Le silence qui suivit était écrasant. Ce n’était pas ce silence confortable qui accompagne une compréhension partagée, mais un silence vide, celui qui annonce la fin d’une conversation, ou peut-être la fin de quelque chose de plus profond.

« Je vais me coucher, » dit Hailey après un long moment, sa voix précise mais dépourvue de chaleur. Elle réajusta une dernière fois le bracelet à son poignet, le fermoir résistant brièvement avant de s’enclencher. « Bonne nuit, Reece. »

Il la regarda s’éloigner dans le couloir, ses pas s’effaçant dans le silence ambiant. Il ne la suivit pas.
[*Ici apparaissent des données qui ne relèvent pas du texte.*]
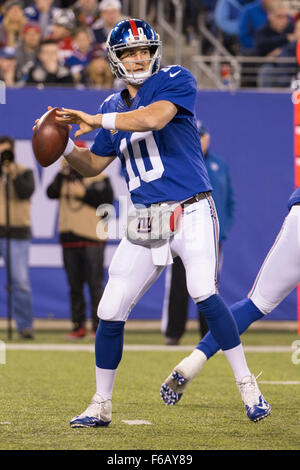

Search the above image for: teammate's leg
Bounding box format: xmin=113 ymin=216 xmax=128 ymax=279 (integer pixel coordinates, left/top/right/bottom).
xmin=163 ymin=206 xmax=300 ymax=408
xmin=162 ymin=198 xmax=270 ymax=420
xmin=71 ymin=239 xmax=163 ymax=427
À la place, il se tourna à nouveau vers la fenêtre, s’appuyant contre le verre froid. La ville bourdonnait doucement en contrebas, un contraste frappant avec l’immobilité glaciale qui l’entourait.

Que veux-tu, Reece ?

La question remonta à la surface, plus insistante cette fois, et son reflet dans la vitre lui renvoya un regard pénétrant, comme s’il attendait une réponse. Ses yeux dérivèrent vers le stylo plume monogrammé posé sur la table basse près du verre de whisky, sa surface lisse captant la lumière tamisée. Il pensa à la chaleur qu’Alessia insufflait dans son travail—sa détermination, sa sincérité. Une pensée fugace mais tenace, nichée dans un coin de son esprit, indésirable mais impossible à ignorer.

Quelque chose devait changer.

Reece se détourna de la fenêtre, écrasé une fois de plus par le poids du silence.